A claimant may request postponement of a scheduled hearing but postponements are granted only for good cause, i.e. a viable explanation. If a claimant fails to appear, a show cause order may be issued – this requires the claimant to explain why they did not attend. If no acceptable explanation is provided, the request for a hearing can be dismissed. A show cause gives a claimant 10 days to submit in writing the reason why the claimant did not appear at the hearing. If no good cause is found, the request for hearing may be dismissed on the basis of abandonment. The time or place of the hearing must be changed if the claimant or his or her representative cannot attend the hearing due to a “serious physical or mental condition, incapacitating injury, or death in the family,” or if “severe weather conditions make it impossible to travel to the hearing.” Persons who are not represented by attorneys, and who subsequently retain legal representation are generally granted postponements, if such representation was only acquired shortly before the scheduled hearing.

 

The hearing itself is informal and not typical of conventional civil and criminal trials. A formal written decision is issued that must include a recitation of evidence considered and detailed reasons for the decision, regardless of whether the decision is favorable or unfavorable.

 

The next and final administrative level of appeal is to request a review by the Appeals Council.
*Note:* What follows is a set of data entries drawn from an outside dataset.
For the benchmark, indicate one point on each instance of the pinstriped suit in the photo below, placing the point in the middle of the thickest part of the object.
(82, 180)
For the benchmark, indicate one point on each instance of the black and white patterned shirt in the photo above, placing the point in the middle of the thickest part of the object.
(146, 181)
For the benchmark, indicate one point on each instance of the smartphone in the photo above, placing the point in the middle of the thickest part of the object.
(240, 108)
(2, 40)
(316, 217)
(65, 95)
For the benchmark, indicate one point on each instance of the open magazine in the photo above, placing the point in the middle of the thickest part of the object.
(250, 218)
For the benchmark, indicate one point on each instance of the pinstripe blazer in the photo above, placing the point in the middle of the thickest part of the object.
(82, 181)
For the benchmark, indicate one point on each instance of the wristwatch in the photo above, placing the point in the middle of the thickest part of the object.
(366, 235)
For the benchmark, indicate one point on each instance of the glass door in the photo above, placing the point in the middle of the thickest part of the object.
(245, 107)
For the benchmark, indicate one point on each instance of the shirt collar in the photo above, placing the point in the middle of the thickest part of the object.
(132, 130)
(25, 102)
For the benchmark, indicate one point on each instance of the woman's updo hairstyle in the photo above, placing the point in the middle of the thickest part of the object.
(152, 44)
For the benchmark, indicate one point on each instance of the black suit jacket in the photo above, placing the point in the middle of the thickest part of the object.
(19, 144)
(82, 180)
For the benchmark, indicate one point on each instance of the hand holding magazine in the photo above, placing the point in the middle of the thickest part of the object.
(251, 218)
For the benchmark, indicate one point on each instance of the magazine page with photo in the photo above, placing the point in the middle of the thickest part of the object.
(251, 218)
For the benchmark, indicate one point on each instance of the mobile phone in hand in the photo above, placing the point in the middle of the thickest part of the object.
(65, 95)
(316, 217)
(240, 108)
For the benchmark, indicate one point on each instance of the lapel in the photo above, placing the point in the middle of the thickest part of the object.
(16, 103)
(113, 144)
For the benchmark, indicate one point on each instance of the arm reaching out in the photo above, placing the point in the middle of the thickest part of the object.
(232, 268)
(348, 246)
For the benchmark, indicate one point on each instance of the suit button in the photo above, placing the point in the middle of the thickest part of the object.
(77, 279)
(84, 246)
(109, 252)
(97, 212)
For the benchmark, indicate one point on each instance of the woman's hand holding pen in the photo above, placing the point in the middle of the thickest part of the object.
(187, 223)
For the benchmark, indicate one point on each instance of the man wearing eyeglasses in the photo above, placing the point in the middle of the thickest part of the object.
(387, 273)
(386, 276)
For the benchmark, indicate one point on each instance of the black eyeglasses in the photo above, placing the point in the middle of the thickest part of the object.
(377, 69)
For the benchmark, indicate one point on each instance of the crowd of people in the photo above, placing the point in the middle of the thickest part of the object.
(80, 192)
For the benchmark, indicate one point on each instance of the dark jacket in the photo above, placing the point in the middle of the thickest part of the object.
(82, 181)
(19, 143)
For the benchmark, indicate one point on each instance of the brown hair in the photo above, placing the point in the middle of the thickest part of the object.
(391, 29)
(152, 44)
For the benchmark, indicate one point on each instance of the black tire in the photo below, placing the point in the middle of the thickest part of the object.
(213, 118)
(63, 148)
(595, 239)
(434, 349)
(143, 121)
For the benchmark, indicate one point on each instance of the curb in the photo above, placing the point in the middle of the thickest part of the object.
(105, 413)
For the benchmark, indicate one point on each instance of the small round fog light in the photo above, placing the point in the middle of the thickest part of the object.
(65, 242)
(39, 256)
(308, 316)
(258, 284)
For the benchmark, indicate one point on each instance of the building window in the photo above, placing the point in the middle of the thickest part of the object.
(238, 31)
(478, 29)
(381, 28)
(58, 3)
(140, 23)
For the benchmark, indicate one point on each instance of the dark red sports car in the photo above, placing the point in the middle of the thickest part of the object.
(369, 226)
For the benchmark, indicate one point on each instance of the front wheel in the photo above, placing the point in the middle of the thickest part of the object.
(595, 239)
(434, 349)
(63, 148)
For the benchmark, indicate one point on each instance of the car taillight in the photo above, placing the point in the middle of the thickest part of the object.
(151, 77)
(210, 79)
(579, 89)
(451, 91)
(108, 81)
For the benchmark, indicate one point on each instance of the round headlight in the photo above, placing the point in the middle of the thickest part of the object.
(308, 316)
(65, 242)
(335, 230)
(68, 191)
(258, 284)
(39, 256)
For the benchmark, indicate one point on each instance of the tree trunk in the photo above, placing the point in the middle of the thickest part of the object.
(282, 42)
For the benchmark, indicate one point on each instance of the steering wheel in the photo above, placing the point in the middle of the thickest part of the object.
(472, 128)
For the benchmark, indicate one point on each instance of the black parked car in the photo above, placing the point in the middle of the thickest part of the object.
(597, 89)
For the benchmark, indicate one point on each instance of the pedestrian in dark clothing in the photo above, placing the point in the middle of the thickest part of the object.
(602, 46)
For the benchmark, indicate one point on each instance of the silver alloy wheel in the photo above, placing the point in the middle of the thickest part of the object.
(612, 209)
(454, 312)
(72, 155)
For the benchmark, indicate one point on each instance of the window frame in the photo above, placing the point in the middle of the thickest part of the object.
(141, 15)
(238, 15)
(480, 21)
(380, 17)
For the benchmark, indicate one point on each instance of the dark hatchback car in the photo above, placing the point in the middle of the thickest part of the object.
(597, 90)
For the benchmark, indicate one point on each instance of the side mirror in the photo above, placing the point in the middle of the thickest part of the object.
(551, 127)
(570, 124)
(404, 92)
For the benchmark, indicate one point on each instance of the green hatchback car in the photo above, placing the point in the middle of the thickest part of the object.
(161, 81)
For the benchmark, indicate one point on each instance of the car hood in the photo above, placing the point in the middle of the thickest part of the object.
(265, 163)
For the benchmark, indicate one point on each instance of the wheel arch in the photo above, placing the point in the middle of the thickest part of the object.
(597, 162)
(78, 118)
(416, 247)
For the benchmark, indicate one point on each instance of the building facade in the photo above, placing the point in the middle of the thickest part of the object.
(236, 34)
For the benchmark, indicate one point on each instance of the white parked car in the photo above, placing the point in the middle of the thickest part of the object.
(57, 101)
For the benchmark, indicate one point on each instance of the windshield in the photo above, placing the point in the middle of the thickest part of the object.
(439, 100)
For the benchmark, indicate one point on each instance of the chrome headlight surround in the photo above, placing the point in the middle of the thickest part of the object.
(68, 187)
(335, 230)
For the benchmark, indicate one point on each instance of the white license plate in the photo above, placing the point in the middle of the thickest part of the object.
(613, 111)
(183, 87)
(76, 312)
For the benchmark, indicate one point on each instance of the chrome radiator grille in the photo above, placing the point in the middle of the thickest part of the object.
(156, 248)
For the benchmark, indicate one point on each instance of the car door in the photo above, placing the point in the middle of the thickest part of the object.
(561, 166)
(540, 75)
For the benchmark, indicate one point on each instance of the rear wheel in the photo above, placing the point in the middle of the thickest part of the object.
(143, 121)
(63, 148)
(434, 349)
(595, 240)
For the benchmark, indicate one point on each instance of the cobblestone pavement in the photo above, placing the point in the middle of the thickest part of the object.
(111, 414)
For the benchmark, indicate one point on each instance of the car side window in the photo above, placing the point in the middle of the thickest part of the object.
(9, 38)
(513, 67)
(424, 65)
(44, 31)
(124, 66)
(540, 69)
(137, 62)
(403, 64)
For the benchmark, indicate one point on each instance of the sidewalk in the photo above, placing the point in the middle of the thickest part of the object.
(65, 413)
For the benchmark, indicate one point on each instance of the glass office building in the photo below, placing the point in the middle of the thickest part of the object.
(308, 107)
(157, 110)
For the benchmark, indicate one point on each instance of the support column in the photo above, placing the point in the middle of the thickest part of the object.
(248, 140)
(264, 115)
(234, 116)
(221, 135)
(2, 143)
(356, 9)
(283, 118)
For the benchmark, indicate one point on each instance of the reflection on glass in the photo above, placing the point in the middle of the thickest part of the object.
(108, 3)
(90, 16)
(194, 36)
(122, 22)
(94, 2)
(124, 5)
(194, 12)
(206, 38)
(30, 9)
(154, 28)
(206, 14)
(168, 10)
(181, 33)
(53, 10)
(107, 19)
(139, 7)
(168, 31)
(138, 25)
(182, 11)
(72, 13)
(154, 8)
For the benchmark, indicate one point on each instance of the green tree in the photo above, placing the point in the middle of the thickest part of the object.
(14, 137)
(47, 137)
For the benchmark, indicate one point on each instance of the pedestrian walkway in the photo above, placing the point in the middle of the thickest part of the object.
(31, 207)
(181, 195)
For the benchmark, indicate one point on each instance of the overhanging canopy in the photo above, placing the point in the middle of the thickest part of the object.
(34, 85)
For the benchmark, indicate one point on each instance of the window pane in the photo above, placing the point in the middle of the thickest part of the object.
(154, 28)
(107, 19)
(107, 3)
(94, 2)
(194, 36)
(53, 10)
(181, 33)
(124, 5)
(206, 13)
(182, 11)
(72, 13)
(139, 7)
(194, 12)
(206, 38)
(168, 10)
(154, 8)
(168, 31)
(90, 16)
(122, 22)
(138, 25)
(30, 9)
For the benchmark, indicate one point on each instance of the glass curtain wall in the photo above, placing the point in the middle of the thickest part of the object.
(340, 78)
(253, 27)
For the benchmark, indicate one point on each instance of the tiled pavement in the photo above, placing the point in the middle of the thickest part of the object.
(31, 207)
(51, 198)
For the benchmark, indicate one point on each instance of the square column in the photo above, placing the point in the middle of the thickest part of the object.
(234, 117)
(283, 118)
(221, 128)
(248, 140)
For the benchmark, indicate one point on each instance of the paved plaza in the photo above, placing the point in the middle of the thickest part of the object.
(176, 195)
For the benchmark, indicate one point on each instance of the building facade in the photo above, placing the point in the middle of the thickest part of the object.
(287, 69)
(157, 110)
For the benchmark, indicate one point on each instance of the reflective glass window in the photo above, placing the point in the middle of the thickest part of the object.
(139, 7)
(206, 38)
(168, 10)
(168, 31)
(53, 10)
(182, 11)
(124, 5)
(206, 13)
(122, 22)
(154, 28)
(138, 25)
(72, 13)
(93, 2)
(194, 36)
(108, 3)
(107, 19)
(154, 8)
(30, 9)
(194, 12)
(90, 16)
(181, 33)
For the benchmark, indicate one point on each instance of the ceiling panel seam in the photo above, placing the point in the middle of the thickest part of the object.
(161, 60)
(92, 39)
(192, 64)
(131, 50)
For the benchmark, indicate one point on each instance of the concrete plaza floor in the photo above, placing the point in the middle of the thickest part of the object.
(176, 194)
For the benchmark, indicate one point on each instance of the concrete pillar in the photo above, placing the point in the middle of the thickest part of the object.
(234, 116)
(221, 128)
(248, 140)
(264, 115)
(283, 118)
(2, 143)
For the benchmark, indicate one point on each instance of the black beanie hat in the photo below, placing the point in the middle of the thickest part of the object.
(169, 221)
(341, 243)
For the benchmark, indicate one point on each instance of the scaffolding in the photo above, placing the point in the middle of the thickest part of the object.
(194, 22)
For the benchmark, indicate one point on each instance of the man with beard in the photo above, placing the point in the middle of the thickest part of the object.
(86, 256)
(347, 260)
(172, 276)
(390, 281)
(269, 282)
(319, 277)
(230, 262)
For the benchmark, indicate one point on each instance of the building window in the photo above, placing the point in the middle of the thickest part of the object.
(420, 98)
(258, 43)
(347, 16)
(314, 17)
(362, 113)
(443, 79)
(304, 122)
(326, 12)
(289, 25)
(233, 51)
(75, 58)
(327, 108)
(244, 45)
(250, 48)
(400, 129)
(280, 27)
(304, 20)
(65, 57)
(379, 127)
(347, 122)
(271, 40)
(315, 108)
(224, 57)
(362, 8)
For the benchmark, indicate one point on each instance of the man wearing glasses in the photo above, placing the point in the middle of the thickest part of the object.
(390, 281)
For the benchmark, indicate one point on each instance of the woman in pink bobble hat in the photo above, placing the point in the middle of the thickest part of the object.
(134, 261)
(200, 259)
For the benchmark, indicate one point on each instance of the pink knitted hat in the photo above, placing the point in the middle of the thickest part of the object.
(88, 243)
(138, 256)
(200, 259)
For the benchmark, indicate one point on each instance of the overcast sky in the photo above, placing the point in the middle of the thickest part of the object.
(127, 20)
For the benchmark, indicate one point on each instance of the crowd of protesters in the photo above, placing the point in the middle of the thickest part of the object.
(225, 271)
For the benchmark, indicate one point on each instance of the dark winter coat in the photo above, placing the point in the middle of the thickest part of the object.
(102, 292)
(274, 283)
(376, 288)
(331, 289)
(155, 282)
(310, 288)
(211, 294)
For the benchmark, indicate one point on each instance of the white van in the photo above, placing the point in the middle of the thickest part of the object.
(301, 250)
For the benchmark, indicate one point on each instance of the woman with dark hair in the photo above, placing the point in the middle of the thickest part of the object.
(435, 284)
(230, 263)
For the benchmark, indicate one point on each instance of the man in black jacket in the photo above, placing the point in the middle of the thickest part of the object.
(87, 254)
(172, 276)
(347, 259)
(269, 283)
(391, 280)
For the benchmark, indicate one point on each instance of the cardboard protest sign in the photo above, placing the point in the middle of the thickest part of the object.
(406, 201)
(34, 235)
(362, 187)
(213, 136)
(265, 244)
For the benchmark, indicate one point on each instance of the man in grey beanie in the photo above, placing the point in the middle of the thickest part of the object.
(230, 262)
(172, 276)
As with all of the other administrative appeals described above, this appeal must be filed within 60 days after receipt of the hearing decision. No case can proceed to the district court for judicial review without first having been reviewed by the Appeals Council.

 

After a claimant has exhausted (used) all of their administrative appeals, i.e. received an unfavorable decision from the Appeals Council, the Social Security Act provides for judicial review in the federal district courts. The civil action must be commenced within 60 days of the date of the decision of the Appeals Council. The claimant is presumed to have received notice of the Appeals Council decision five days after it was mailed, once again, in effect giving the claimant 65 days from the mailing of the notice to file. Social Security Administration regulations also provide for an extension of the filing deadline, where good cause can be shown. An extension is normally requested from the Appeals Council.

 

The Social Security Administration answers the complaint by filing a transcript of the administrative hearing together with all exhibits included in the record. At this juncture, the claimant (Plaintiff) will prepare a legal brief outlining their position about the case. The Defendant (Commissioner, Social Security Administration) will prepare and file a reply brief. If Plaintiff so chooses, they can then file their own reply brief. The court will then make a decision based on the briefs. In some jurisdictions, oral argument will be held before a decision is made, at which time the respective attorneys will state the reasons why the action of the Social Security Administration should be reversed or upheld. The briefs will contain a comprehensive summary of the medical and vocational evidence, as well as detailed legal arguments which explain the respective parties’ positions on the particular legal issues.

 

The United States district court can affirm or reverse, in whole, or in part, the Agency’s decision, or remand the case. A remand means that the case will be sent back to the Social Security Administration for further administrative proceedings. This usually entails a supplemental hearing before an Administrative Law Judge.

 

If the district court denies either all or part of the appeal, the case can be further pursued to the United States Court of Appeals. Similar to the district court, it can affirm or reverse, in whole, or in part, the Agency’s decision, or remand the case.

 

If the Court of Appeals affirms in its entirety an unfavorable decision, only the rarest of cases are appealed to, and decided by the United States Supreme Court.